Sözü henüz bitmiştir. Nejat Konuk Meclis Başkanı sıfatıyla milletvekillerine hitâben, “Karar sûretini oylarınıza sunuyorum. Bu tarihi kararı ayakta oylamanızı ricâ ediyorum..Kabûl edenler..” İşte o an bütün milletvekilleri kabûl ediyorum mânâsında tek elleri havada olduğu halde ayağa fırlarlar. Bravo.. Allah’a şükürler.. sözlerine gözyaşları karışmış heyecanlarını yenemeyenler ağlamaktadır. 

Az sonra aynı manzara, kararı duyan on binlerin meclis önüne akmasıyla oluşan kalabalık arasında yaşanır. Rauf Denktaş yine mikrofon başındadır. Çok sevdiği Kıbrıs’lı hemşehrilerine şöyle seslenir; “Başınız  dik, korkusuz yaşayasınız, insan haysiyeti içerisinde yaşayasınız diye devletimizi ilân ettik. Bu eser hepinizindir. Bu mücâdele bitmiş değildir. Dağ başını duman almış, yürüyelim arkadaşlar..” Herkesi bir cezbe hâli kaplamış, kalabalık mütemâdiyen çoşku içerisinde bu anı kutlar, dalga dalga yayılan sevinç önce Kıbrıs’ı sonra Türkiye’yi kaplar..

Aynı gün Çankaya Köşkü’nde 15.00’te başlayan değerlendirme toplantısı 17.00’ye kadar sürer. 18.00’de Dışişleri Bakanı İlter Türkmen 50 kadar yerli ve yabancı basın mensubuna KKTC’yi tanıdığımızı ve her türlü yardımı yapacağımızı açıklar. KKTC’yi tanıyan resmî kararımız Lefkoşa Büyükelçimiz tarafından saat 21.00’de Denktaş’a bildirilir.

Yine “Kıbrıs Postası” aynı gün, tarihinde ilk defa ikinci baskıya girerek KKTC’nin kurulduğunu sürmanşetten verirken, “Kuruluş Bildirgesi” 16 Kasım’da “Bozkurt” Gazetesi tarafından ayrıca basılarak ek olarak vatandaşa dağıtılmıştır. 

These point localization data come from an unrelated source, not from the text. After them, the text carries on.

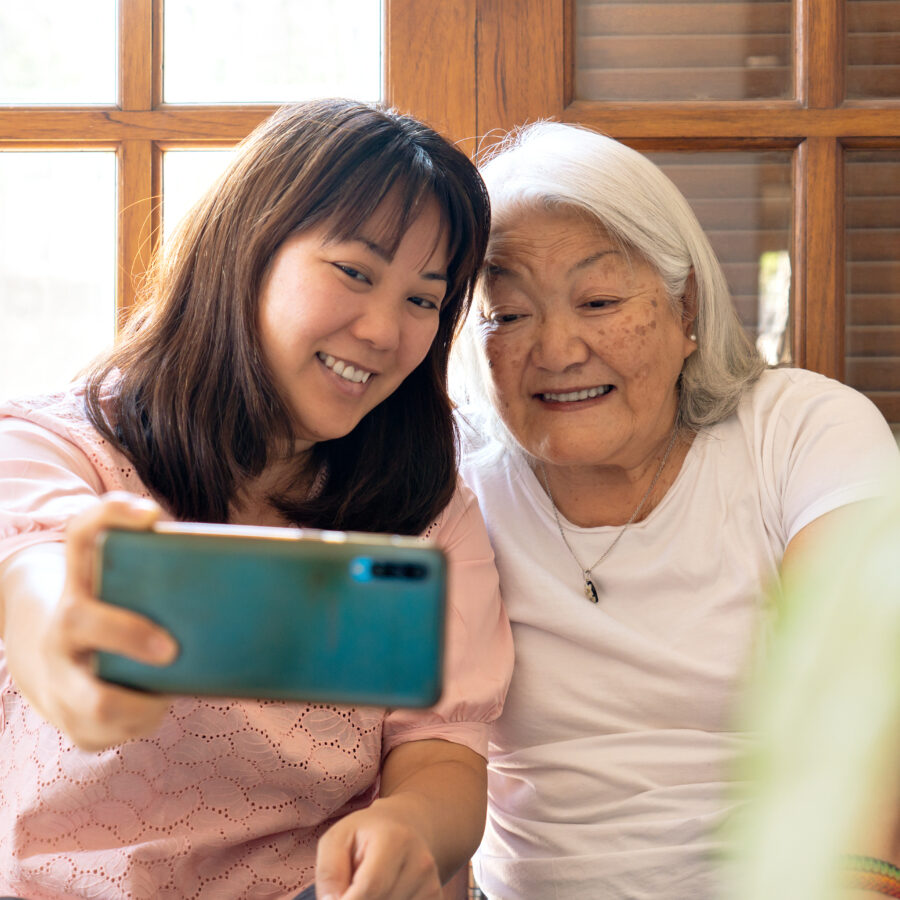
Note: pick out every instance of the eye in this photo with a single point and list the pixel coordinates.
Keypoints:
(497, 318)
(350, 272)
(423, 302)
(602, 303)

Yeniden bir “Kurucu Meclis” oluşturulurken federasyon tezi muhafaza edilmiş ve Rum tarafına barış ve çözüm çağrısında bulunulmuştur.

Zâten Kuruluş Bildirisinde KKTC’nin ilkeleri arasında; KKTC’nin Birleşmiş Milletler ilkelerine bağlılığı, bağlantısızlık dışında bir dış politika izlenmeyeceği, iki büyük devletle ve bütün ülkelerle ilişkilerinde, Doğu Akdeniz’de barış ve istikrarın ve dengenin korunmasını daima ön planda tutacağı ve hiçbir askerȋ bloğa katılmayacağı, bütün ülkelerle dostane ilişkiler kurmayı amaçladığı ve egemenlik alanında hiçbir ülke aleyhinde, hiçbir düşmanca faaliyete izin vermemeye kararlı olduğu, Garanti ve İttifak Anlaşmalarına bağlılığı, İslâm Ülkeleri, Bağlantısız ülkeler ve İngiliz Uluslar Topluluğu ile kâbil olan en yakın bağları ve ilişkileri kurmaya çalışacağı, dünyada, Akdeniz’de ve yakın bölgesinde barışın hüküm sürmesine hizmet edeceği, KKTC’nin ilânı, iki eşit halkın gerçek bir federasyon çatısı altında yeniden bir ortaklık kurmasını engellemeyeceği, aksine bir federasyonun kuruluşu için gerekli ön koşulları tamamlayarak, bu yoldaki samimi çabaları kolaylaştırabileceği, bu yolda her yapıcı çabayı göstermeye kararlı olduğu ve başka bir devletle birleşmeyeceği, iki halk arasındaki sorunların barışçı ve uzlaşıcı bir yaklaşımla çözülmesi için BM Genel Sekreteri’nin iyi niyet görevinin devamından ve Genel Sekreter’in gözetimi altında müzakerelerin yürütülmesinden yana olduğu ifade edilerek, Rum kesiminin Türk halkını yeniden yabancı bir devletin tahakkümüne sokmayı amaçlayan ENOSİS hayalini kesinlikle terk etmesinin ve iki toplumu yaklaştıracak iyi niyet adımlarının derhal atılmasını beklendiği belirtilmiştir.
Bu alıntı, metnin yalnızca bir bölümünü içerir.